Google in tilt e il mondo si blocca
di MATTEO MASSI
Novanta minuti. Come una partita di calcio. Dall’ola da stadio degli studenti che hanno visto dissolversi la lezione di filosofia, perché Meet non funzionava più, alla frustrazione (con tanto di imprecazioni) di chi, sul lavoro (che fosse smart o in presenza), provava a inviare una mail. È caduto Google. Il googledown, con tanto di hashtag che a mezzogiorno di ieri è diventato virale, ha confermato – se ce ne fosse bisogno – che non sarà Internet a salvare il mondo. È bastata un’ora e mezza per capirlo. Al massimo può aiutarci a farlo, ma non possiamo dipendere solo ed esclusivamente dalla Rete. Che ciò accada nel pieno di una pandemia è una coincidenza che invita, inevitabilmente, alla riflessione.
Abbiamo creduto, magari all’inizio in modo innocente, che Google fosse solo un motore di ricerca. Un risponditore automatico e istantaneo a qualsiasi nostra domanda: a come si fa il sugo con i calamari, a quanto è durato il governo Craxi. E col tempo oltre alle nostre domande, ai nostri dubbi (non sempre sciolti dalle risposte in maniera esauriente), gli abbiamo affidato anche i nostri servizi. Talvolta anche quelli essenziali.

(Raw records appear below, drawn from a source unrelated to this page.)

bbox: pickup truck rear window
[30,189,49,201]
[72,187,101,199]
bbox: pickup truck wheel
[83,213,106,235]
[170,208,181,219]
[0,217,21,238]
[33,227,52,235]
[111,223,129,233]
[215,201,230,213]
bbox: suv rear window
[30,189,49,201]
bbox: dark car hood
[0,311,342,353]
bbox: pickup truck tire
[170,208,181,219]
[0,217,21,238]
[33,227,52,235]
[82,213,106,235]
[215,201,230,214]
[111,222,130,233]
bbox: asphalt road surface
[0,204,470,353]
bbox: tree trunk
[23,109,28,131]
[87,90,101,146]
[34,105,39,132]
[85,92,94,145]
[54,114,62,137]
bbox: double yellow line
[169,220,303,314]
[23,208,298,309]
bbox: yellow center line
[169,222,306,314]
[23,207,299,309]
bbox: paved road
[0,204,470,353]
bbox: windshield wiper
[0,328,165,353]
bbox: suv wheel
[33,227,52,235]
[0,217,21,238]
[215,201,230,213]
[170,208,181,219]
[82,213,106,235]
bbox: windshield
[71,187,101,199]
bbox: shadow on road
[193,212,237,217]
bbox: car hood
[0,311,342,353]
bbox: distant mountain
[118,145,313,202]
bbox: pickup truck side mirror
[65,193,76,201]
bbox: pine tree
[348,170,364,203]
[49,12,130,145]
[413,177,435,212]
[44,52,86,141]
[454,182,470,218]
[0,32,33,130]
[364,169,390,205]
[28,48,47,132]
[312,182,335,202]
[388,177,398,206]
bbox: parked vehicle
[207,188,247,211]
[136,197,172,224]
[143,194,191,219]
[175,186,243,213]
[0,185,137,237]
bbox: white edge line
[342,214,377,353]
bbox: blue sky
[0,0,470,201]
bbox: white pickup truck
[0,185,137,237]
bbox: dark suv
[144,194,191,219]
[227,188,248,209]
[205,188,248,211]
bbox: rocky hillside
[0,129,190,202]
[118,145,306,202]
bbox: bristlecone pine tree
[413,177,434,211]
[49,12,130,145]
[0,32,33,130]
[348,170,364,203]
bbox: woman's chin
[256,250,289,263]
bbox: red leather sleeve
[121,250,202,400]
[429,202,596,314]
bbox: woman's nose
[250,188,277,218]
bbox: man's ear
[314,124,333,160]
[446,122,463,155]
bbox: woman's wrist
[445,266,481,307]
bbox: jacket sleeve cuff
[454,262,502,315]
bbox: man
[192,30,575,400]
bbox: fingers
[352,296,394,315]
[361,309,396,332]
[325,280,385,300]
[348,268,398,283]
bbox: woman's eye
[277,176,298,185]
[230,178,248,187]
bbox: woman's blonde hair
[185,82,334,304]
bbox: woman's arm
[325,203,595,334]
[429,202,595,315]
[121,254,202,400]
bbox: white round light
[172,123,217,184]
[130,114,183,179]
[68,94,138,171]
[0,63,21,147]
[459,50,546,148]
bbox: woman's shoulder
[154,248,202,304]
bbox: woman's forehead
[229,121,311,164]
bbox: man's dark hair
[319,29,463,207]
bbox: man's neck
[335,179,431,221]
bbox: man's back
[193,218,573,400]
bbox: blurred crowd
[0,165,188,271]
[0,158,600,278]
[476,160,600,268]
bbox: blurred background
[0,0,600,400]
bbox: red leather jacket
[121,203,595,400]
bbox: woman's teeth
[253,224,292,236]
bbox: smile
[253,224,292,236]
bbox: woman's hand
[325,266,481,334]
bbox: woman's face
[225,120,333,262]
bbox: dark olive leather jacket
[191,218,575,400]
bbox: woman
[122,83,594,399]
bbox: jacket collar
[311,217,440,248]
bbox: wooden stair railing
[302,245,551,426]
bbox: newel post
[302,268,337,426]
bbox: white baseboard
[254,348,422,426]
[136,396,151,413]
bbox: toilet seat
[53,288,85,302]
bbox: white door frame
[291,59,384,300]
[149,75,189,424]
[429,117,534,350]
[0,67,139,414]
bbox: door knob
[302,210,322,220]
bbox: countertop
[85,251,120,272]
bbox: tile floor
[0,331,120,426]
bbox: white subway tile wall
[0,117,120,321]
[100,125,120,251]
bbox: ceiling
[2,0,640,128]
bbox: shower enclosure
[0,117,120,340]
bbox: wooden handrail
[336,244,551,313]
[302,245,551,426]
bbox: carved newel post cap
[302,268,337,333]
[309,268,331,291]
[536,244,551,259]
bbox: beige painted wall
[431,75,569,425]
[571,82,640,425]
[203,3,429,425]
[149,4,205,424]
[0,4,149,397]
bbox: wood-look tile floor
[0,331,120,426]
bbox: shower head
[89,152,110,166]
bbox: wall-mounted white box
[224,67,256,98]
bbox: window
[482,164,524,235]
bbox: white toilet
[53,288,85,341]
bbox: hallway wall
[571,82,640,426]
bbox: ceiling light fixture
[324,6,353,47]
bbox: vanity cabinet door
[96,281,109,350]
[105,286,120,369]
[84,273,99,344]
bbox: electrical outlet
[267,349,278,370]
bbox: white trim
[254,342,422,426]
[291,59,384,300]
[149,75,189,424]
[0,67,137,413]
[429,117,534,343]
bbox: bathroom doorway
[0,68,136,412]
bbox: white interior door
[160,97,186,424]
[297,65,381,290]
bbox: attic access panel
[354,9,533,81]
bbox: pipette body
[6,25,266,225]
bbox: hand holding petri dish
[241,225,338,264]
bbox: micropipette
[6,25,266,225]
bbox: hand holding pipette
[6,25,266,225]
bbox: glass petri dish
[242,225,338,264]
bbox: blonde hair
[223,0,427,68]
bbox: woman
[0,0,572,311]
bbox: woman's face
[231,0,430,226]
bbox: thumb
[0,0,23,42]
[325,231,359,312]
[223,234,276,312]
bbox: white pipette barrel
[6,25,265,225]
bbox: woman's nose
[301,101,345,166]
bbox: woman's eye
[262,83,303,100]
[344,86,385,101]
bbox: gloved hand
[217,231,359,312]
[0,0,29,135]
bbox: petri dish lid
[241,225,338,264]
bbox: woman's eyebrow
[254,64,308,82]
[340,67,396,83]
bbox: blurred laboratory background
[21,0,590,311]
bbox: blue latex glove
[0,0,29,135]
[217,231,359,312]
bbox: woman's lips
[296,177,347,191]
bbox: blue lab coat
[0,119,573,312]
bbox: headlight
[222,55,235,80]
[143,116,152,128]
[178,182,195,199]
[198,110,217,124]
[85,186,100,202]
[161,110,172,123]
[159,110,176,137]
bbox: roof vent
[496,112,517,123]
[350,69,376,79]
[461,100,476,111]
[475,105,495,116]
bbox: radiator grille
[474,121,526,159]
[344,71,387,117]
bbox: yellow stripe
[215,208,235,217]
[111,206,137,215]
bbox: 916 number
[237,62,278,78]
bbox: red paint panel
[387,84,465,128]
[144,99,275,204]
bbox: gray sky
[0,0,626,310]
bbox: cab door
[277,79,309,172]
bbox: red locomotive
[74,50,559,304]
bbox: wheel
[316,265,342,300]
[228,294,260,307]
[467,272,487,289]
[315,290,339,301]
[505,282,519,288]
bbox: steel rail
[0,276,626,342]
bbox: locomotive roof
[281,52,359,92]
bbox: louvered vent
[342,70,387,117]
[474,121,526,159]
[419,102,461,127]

E così il motore di ricerca – non solo, con le sue diramazioni, si è insinuato nelle nostre vite (consigliandoci cosa dovremmo comprare o dove andare in vacanza) – ma è diventato anche l’infrastruttura virtuale su cui far viaggiare i nostri servizi reali. La scuola, con la didattica a distanza, è solo l’ultimo degli esempi.
Se si ferma Google, come è successo ieri, si ferma la scuola, perché le lezioni viaggiano sulla piattaforma Meet, che è direttamente controllata da Google.